American hedge fund Davidson Kempner eyes Peacocks investment
Davidson Kempner, the American hedge fund, is reported to be interested in an investment deal for value fashion chain Peacocks.
It emerged last week that an unnamed American investor was interested in the value chain, part of the Edinburgh Woollen Mill group, which filed notice of its intention to appoint an administrator at the end of last week.
EWM said last week that claims, which turned out to be incorrect, from the Bangladesh Garment Manufacturers and Exporters Association (BGMEA) that the group owed around £27m to suppliers in the country jeopardised the investment in Peacocks.
BGMEA retracted the claims conceding that most of the bills, which related to cancelled orders due to the COVID pandemic, had been agreed or paid in full.
Today Davidson Kemper, which his one of the world's largest hedge funds, has been named as that investor by The Times and is said to be interested in buying a 25% stake in the retailer.
EWM recently confirmed it was carrying out a valuation process for Peacocks, which it acquired out of administration in 2012. The move followed unsolicited approaches received for its heritage fashion brands, which include Jaeger and Austin Reed (acquired in 2017 and 2016 respectively).

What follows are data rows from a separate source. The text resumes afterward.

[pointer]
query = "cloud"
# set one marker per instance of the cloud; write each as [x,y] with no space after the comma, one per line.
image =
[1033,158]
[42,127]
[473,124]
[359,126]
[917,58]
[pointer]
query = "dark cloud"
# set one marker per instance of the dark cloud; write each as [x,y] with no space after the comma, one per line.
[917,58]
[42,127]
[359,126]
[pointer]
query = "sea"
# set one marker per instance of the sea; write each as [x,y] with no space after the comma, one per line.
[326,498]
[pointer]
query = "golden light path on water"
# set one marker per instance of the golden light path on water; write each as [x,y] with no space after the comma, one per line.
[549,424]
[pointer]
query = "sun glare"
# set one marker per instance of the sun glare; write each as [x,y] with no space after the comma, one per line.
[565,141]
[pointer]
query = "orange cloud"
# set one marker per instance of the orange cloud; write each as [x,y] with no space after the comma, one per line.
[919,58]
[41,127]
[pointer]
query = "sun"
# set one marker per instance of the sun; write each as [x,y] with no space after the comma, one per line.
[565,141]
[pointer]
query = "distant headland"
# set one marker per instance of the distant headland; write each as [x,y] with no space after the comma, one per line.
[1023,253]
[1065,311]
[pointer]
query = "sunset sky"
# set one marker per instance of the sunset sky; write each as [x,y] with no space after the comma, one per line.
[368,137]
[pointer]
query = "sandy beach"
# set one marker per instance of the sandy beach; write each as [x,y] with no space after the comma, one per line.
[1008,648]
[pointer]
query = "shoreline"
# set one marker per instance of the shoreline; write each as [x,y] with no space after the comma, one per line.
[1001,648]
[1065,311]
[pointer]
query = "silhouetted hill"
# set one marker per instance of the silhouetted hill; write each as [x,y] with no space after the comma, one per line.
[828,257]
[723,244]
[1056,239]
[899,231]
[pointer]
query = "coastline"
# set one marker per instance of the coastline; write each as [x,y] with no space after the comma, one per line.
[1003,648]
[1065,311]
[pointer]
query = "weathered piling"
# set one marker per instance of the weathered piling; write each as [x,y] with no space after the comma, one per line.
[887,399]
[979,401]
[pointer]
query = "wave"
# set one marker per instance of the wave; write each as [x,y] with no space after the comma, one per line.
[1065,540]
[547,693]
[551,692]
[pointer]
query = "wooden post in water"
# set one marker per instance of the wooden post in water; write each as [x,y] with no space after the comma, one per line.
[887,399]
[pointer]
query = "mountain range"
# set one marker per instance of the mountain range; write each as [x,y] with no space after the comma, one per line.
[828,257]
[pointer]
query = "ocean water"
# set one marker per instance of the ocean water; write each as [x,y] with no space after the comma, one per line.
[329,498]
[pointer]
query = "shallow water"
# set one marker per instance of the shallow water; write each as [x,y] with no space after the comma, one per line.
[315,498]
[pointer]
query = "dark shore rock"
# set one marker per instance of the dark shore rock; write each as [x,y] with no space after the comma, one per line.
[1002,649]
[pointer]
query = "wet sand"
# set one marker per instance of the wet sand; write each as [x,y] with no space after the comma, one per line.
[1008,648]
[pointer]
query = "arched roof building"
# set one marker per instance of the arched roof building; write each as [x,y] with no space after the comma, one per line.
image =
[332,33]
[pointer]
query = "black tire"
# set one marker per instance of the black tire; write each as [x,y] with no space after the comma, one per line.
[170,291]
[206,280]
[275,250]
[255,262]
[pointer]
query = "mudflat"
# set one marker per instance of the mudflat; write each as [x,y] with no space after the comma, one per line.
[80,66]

On Friday it was revealed that the EWM Group had filed notice at the High Court of its intention to appoint an administrator to give the business breathing space to find investors and potential buyers.
In a communication to staff, chief executive Steve Simpson said: “Through this process I hope and believe we will be able to secure the best future for our businesses, but there will inevitably be significant cuts and closures as we work our way through this."
The group was hit hard by the lockdown of non-essential retail as a result of the COVID-19 and the lacklustre footfall since restrictions were eased. While its chains have little city centre exposure, where footfall has been hit the worst, its more mature customer base has proved the most likely to stay at home and avoid shopping during the crisis.